15. Online physician ratings don't correlate with quality of care
Linda: I offered to help my sister find a new family practice physician in her area after unacceptable treatment by her last one. It came down to two physicians that met the criteria that would work best for her that her health plan would accept. As I did my research and attempted to get information I experienced a new and horrifying realization. You cannot get information on physicians unless you know someone who knows someone to get the scoop. I should have recorded the last three conversations I had with the hospital administration, the local Medical Society, the physicians referral line for the health system that gave me a number that is not in service for a physician referral line for the hospital!
I threw a dart to make my selection. It appears that breathing is the only criteria credentialing has to verify. Can someone point me to how to research a physician before choosing them to be your provider that is fair to them and you?

16. Collecting from patients with high deductibles: 5 things to consider
John: One issue that needs addressing is the question of liability if patients defer needed care on the basis of cost and then suffer untoward consequences as a function of their decisions. Does anyone think that there will not be consequences for the physician regardless of how well the patient is informed and discussion documented? We have discussed getting signed "refusal of procedure" forms signed for recommended screening colonoscopies, and for medically indicated procedures recommended as a result of patient consultations - but no guidance from carriers or medical associations as yet. Any input?

17. 17 recent hospital, health system executive moves
Rajat: This list is quite helpful for a quick glance at changes in Leadership.

18. Giving thanks for these 9 medical pioneers
Michel: Thank you all!

Aharrell2000: THANK YOU!! CONGRATULATIONS!

Harley: What about: Ignaz Semmelweis(importance of hand washing), W. S. Haldane (aseptic surgery, minimal blood loss surgery, and use of gloves during surgery), Harvey Cushing (Neurosurgery), Koch (Tuberculosis), Wilder Penfield (Neurosurgery), Jonas Salk (Polio vaccine), and so many others-James Watson, Rosemary Franklin(took THE x-ray crystallograph of DNA, Wilhelm Roentgen (X-rays), etc.????

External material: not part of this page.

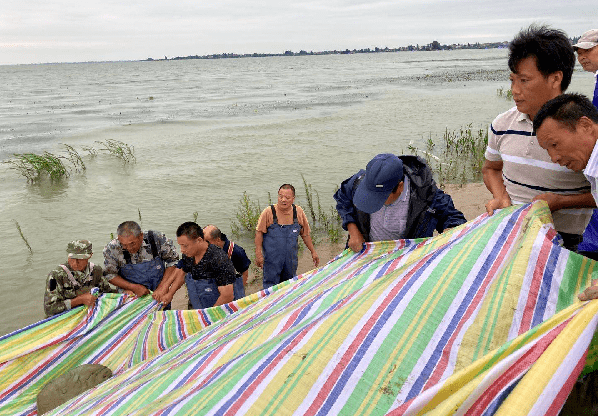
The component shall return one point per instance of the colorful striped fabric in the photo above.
(481, 320)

Ira: Lister used Semmelweis' published findings, and not Pasteur's equally important contributions. Dr. Gawnade should correct his published mistake in his Slow Ideas article in The New Yorker. A 1938 Hollywood short movie (20 min.) That Mothers Might Live (Semmelweis) is at the bottom of the Open Letters page on my findtheblackbox.org web site.

19. Evidence-based strategies for elimination of CLABSIs
Chris: What a great and comprehensive article. This points out the need for basic infection prevention and control practices!

20. Consumers favor Yelp for physician review, survey finds
Alex: In related news, some healthcare marketers are beating Yelp at their own game: http://bit.ly/1FN42O8

21. Patients in the blind spot: How hidden biases affect healthcare
Leslie: Quite interesting findings.

Keith: facing that kind of bias is baffling when you are in the middle of it.

22. St. Francis Hospital to lay off 65, leaves 15 positions unfilled
Anonymous:
How about instead of firing the employees you lay-off the incompetent finance and accounting staff starting with the CFO.

NoThanks: Pretty sure they did that.

23. How should hospitals disinfect bedside electronics?
Seal Shield: UV light can be adequate for flat surfaces. However, many electronics (including keyboards) have crevices where light is shadowed and Bioburden thrives. There are waterproof keyboards and other electronics made to withstand hospital disinfectants and even bleach baths.

24. Michigan-based HIE chooses DrFirst platform
Skip: Kind of out of their wheelhouse isn't it?

25. 10 more things to know about HCA
FleetNavalAviator: Definitely the big ''for profit'' camel in the tent.